When I was teaching compulsory English in a class in Pokhara some years ago, I could not understand why three of my students, who I knew were academically successful students, constantly made noise. I wondered if my teaching and the classwork that I gave them was not interesting enough for them. I felt offended because it seemed that they were trying to undermine my authority in the classroom because I was a newly appointed teacher in the college after a teacher left in the middle of the year. Day after day I changed my strategy and teaching technique, and yet they were busy in making noise. Not that they interrupted the entire class, but they were still very distracting to me.
I consulted senior colleagues about the problem and no one was able to explain without being in the class. Someone said that they could be inattentive because they were sons of affluent families in town and they might have private tutors to teach them the content of my course afterwards in the day. That made me wonder why they would come to class in the first place, because if they didn’t want to I had no ways to oblige them.
After a while, I got a few opportunities to meet with those boys, when I asked them why they made noise during class. At first they tried to evade the question and then pretend to not know about the noise I was referring to. But one of them, Sasanka, apologized for the problem without telling me the reason for the noise. These students asked for some advice about the chapter that they were studying, and I responded to their needs.
When I came home that evening, I started thinking about how to integrate these students with the rest of the class and how to encourage them to be attentive in class. I kept trying my best, using different ways to make the class interesting and engaging for all students. One of the things that I did to engage this group of students was to give them specific activities after inviting the whole class to join the conversation, form discussion groups, or share ideas with the whole class. For instance, I told them to write a summary of a reading or respond to comprehension questions at the end of the chapter. Interestingly, the noise suddenly went away.

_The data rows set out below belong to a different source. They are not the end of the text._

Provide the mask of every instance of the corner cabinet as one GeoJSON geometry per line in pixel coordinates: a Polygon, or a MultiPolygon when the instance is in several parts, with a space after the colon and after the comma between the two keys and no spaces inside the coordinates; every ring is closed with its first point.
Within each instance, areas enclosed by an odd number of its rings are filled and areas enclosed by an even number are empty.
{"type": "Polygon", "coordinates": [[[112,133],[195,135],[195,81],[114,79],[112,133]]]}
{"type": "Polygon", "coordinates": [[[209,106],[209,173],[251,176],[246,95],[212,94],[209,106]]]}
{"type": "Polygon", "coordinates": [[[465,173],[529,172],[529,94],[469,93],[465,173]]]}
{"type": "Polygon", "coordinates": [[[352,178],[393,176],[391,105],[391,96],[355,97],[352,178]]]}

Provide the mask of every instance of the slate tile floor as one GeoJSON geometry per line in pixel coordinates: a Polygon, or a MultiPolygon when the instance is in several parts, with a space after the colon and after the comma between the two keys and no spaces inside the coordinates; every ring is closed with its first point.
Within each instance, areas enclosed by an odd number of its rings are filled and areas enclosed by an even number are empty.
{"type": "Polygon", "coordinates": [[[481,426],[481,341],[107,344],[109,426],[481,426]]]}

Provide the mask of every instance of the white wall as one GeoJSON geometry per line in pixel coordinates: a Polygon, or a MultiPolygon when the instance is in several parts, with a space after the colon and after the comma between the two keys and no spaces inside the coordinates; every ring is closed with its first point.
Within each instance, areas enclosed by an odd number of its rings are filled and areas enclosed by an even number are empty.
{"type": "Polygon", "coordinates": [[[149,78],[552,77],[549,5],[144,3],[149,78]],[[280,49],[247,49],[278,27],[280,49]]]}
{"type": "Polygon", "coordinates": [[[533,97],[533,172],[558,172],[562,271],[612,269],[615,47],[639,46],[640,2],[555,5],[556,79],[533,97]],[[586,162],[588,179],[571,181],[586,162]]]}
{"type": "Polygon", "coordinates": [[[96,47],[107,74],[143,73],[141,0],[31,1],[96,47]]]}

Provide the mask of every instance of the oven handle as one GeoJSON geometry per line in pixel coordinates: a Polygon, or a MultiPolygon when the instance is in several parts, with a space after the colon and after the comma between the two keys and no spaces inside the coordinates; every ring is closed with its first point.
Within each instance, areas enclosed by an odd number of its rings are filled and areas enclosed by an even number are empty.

This incident made me realize that students not only make noise for all the bad reasons that we tend to think about. They may make noise in the attempt to be more engaged about what is going on in the class, the activity that we have given them—or for that matter that we have not given. Some groups bond well, and they engage themselves in critical discussions of the topic at hand. They need to be intellectually challenged. Yes, students may also start making noise when they don’t understand what they are being taught, like they may stop doing the activity they’re asked to do and start doing something unproductive if they don’t understand the given task well. These days, when I hear noise coming from any part of the classroom, I start thinking about positive causes of the noise, or positive things that I can do about the noise by challenging students to be “in class” intellectually and emotionally.